A Klingon tour only lasts until the blood wine runs out.
 
The worlds they were conquering, presumably. An empire, by definition, rules over multiple subject peoples. Or perhaps they were fighting nations on the opposite side of their space from the Federation and Romulans.
I guess they mostly keep that stuff to them selves.
 
I guess they mostly keep that stuff to them selves.

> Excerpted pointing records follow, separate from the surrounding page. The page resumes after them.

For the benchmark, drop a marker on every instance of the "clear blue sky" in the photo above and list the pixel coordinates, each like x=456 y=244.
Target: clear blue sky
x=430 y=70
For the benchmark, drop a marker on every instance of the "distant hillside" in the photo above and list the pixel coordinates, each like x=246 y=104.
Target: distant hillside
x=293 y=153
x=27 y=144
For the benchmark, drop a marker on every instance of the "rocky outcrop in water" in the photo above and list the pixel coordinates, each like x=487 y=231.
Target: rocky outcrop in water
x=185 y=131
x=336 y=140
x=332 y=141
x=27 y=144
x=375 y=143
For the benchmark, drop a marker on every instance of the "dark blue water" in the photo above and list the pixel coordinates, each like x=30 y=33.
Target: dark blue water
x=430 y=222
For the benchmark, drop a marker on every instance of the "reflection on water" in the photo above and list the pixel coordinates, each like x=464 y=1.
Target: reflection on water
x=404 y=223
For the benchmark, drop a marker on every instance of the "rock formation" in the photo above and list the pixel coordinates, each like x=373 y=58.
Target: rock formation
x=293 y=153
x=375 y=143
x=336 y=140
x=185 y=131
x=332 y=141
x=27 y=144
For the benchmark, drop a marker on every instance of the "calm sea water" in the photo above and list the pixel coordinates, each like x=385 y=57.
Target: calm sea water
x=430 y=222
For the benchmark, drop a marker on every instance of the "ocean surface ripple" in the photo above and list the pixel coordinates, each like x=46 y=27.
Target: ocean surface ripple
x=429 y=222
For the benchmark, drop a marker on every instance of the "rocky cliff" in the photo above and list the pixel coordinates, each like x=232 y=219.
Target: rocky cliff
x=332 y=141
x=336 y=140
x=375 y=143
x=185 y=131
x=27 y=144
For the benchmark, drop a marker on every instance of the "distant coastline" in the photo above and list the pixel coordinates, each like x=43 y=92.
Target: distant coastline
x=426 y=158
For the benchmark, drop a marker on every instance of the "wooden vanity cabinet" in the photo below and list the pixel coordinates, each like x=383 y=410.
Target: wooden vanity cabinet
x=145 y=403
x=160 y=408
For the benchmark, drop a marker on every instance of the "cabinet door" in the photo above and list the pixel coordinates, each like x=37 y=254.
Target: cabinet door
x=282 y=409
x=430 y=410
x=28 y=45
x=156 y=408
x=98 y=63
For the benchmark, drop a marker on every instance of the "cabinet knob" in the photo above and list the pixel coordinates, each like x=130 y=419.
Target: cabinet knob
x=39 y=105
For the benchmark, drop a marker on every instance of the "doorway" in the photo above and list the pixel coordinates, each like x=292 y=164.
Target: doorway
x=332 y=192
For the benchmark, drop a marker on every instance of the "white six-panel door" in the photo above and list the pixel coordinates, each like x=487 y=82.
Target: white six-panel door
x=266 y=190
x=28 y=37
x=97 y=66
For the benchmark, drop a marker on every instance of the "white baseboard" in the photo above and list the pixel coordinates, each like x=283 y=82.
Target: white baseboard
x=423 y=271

Selection bias. Since we see the show from the perspective of a Starfleet vessel, we only see the instances where Starfleet interacts with the Klingons. That doesn't mean there's nothing else going on, any more than the fact that a hospital drama only features sick or injured people means that there are no healthy people in the city. It just means that what we see is a narrow, curated cross-section of what goes on in the show's world.
 
Selection bias. Since we see the show from the perspective of a Starfleet vessel, we only see the instances where Starfleet interacts with the Klingons. That doesn't mean there's nothing else going on, any more than the fact that a hospital drama only features sick or injured people means that there are no healthy people in the city. It just means that what we see is a narrow, curated cross-section of what goes on in the show's world.
I didn't say there was nothing going on, I said they don't talk about it. ( with their other enemies)
 
Klingon dilithium must have been substandard to Federation dilithium if the Klingons were always trying and actually conquering planets.

How many planets did the Klingons conquer that had dilithium crystals?
 
Klingon dilithium must have been substandard to Federation dilithium if the Klingons were always trying and actually conquering planets.

How many planets did the Klingons conquer that had dilithium crystals?
None? Have there been any episode where the Klingons were after dilithium? I honestly don't recall.